By that point exercise had become such a regular habit that I figured this was simply a challenge and I could meet it. I would get through the four months and pick up again.

I did get started again, slowly, after four or more months, when I felt the strange stiffness in my calf was subsiding. Then Other things got in the way, including the moving in of my present "tenant" and the addition of two couches to my living room (my daughter - unexpected moving, gave me the couches, long story). No room for even the simplest videos. I started gaining weight again. And doing little exercise.

I have picked up with walking again, recently completing a six-week "program" that gradually increased my workout. I am back to hiking just once or twice a week. But this type activity is harder now because the arthritis is worse. I am doing my best with it but I have to work in other types of workouts. In other words, much as I love walking I can't rely on it.

I also love doing exercise videos. I have a nice little collection of favorites. So I am moving things around so I can still do these, and figuring out how to get more stuff out of the house!

I know what you mean about the motivation of the Olympic participants. It is impressive. I am a huge fan of Lance Armstrong's, also. I think of such a cyclist as the ultimate athlete, being able to compete day after day, being able to stay on top of his body's health, feeling well, staying strong. It's one thing to pump up for a one-day event. Quite another to go three weeks straight! Holy shit! I also love bicycling, but have no aspirations at pushing myself there either. Just doing it.

We're really close in age! I am 58, January I am 59. I can't believe it either.
jackiejj
Aug. 26th, 2004 06:32 am (UTC)
In spite of your arthritis, you're continuing to walk and hike. (I have enjoyed reading about your walks and adventures, BTW).

The hardest thing for me is my inertia. I find it far too easy to pick up a book these days and settle in.

When I was working, I'd go out every single day after a quick lunch and walk and walk--sometimes while reading a book (I have learned how to walk brisky and read at the same time, using my peripheral vision while holding my book slightly to one side).

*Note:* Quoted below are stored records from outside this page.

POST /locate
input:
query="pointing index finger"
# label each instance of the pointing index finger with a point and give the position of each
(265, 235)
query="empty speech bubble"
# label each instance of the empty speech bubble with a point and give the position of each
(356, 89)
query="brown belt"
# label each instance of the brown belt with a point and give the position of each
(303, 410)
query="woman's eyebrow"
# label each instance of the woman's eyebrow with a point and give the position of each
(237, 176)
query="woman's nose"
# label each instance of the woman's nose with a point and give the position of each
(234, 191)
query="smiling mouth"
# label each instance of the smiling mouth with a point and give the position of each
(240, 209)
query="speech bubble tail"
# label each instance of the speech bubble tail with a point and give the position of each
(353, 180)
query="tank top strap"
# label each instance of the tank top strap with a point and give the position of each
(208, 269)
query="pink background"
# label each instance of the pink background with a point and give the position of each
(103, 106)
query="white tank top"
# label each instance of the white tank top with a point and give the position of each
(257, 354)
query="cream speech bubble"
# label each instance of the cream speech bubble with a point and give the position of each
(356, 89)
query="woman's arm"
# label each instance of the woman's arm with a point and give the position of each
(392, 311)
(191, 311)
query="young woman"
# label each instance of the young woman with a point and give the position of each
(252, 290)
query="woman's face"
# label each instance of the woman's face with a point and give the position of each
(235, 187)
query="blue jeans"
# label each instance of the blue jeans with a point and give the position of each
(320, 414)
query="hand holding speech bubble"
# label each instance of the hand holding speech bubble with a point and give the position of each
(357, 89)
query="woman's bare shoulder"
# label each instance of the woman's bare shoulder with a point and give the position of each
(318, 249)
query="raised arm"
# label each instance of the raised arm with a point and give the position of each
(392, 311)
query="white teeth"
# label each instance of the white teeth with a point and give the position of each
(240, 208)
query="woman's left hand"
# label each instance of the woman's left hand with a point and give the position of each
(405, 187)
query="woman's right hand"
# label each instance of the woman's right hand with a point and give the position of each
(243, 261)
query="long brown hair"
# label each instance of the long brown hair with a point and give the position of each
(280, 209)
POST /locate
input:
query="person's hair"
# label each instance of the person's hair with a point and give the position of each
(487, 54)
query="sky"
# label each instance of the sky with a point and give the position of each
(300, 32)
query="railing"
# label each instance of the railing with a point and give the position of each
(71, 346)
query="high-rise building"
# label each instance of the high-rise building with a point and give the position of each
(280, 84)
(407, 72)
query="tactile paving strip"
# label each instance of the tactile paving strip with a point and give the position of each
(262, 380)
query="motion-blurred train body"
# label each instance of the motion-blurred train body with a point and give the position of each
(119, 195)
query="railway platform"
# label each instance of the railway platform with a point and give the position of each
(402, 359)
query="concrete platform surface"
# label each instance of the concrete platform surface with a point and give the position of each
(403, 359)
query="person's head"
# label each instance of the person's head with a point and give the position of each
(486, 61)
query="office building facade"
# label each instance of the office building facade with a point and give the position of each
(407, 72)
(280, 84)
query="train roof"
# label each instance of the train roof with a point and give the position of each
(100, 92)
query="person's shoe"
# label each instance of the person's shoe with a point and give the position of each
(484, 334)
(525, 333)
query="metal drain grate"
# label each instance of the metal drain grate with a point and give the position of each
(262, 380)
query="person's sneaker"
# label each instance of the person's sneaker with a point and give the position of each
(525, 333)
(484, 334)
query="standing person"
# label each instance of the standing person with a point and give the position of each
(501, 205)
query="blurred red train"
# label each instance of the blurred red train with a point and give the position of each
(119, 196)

There's a nice park at the top of my hill, with a sidewalk that encircles it. I enjoy walking and reading there, because I can also watch the children playing soccer or being swung by their parents. Sometimes there are birthday parties in the shelters, and it's fun to see how they're set up.

There's also a great walking path by the library. This path wanders by willow trees and creeks, even has a pretty bridge to cross. Many people walk there.

Well, enough of this. I'm off to walk.

Thanks for the inspiration! And tonight's Olympics will include springboard semifinals--more inspiration.
judith
Aug. 26th, 2004 06:45 am (UTC)
Springboard! Yes! I can certainly relate to that.

I do the same thing - walk with a book. It's just too tempting. When I pick up the pace and increase the number of days I walk, though, the old flareup comes back. It gets to be too painful to keep up at that pace. At times I feel very sorry for myself, sad that my knees have betrayed me this way, but of course my excess weight has been the main cause of the arthritis. And it was my decision to opt out of a permanent salaried position, with health insurance, so knee replacement surgery is not an option right now.

Hiking, though...more a soul-enriching activity than anything else. I love it when I get heated up, when I can tell I've been working, but the big win is the hike itself. I don't get that from walks on concrete or asphalt around town, much as I like to watch people.

Well, heck, get on out there! I am hoping to be able to cut back further on the work day by next July, maybe even "retire", working very part time. So much else to do...yet, like you, there is the inertia factor.